This amounts to a tremendous lost opportunity. Alberta’s abundant renewable energy resources offer not only a potential multi-billion dollar investment, but also—when combined with energy efficiency measures—some of the most cost-effective pollution reduction opportunities available. With projected growth in carbon pollution from other sectors, the province cannot leave electricity sector greenhouse gas reduction opportunities on the table. As demonstrated by this analysis, transitioning Alberta’s electricity supply to clean and renewable sources offers the province substantial and much-needed carbon pollution reductions.

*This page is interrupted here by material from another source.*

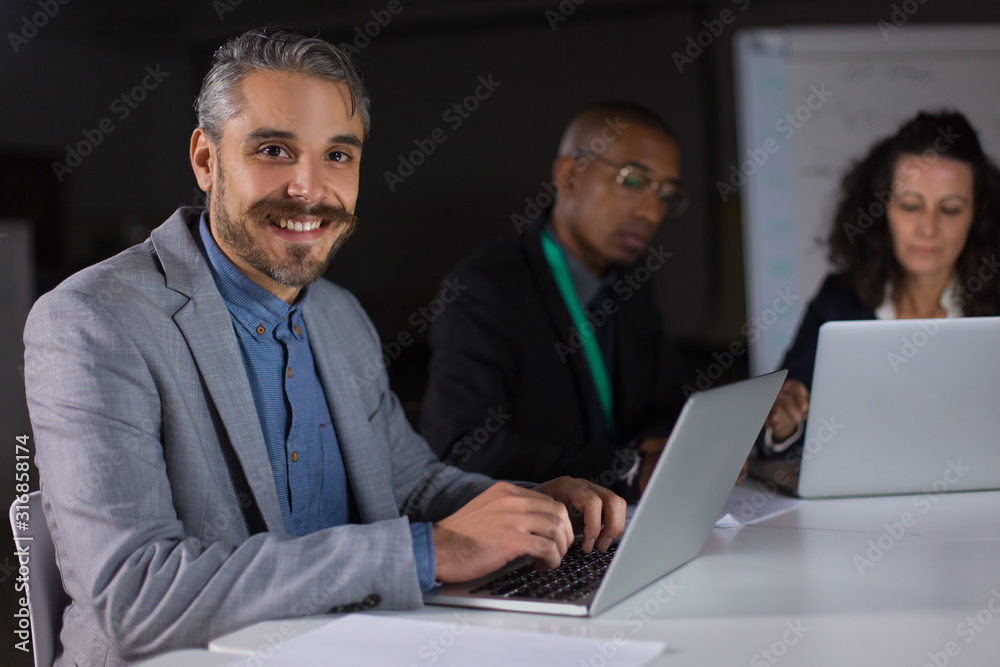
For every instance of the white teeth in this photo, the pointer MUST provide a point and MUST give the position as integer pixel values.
(299, 226)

As noted above, however, Alberta does not yet offer a competitive renewable energy investment climate under the current market design. Wind and solar power developers—including some based in Alberta—pursue more attractive investment opportunities elsewhere, including in other Canadian and U.S. jurisdictions. To grasp this opportunity, the province needs to take concerted action.

An Alternative and Renewable Energy Policy Framework could set the stage for the clean power transition and transformation outlined below. Provincial leaders have been mulling such a framework for many years. We trace its origins to the Clean Air Strategic Alliance’s Alternative and Renewable Energy Project Team—a multi-stakeholder group formed in 2002 that included representatives from industry, government, and civil society.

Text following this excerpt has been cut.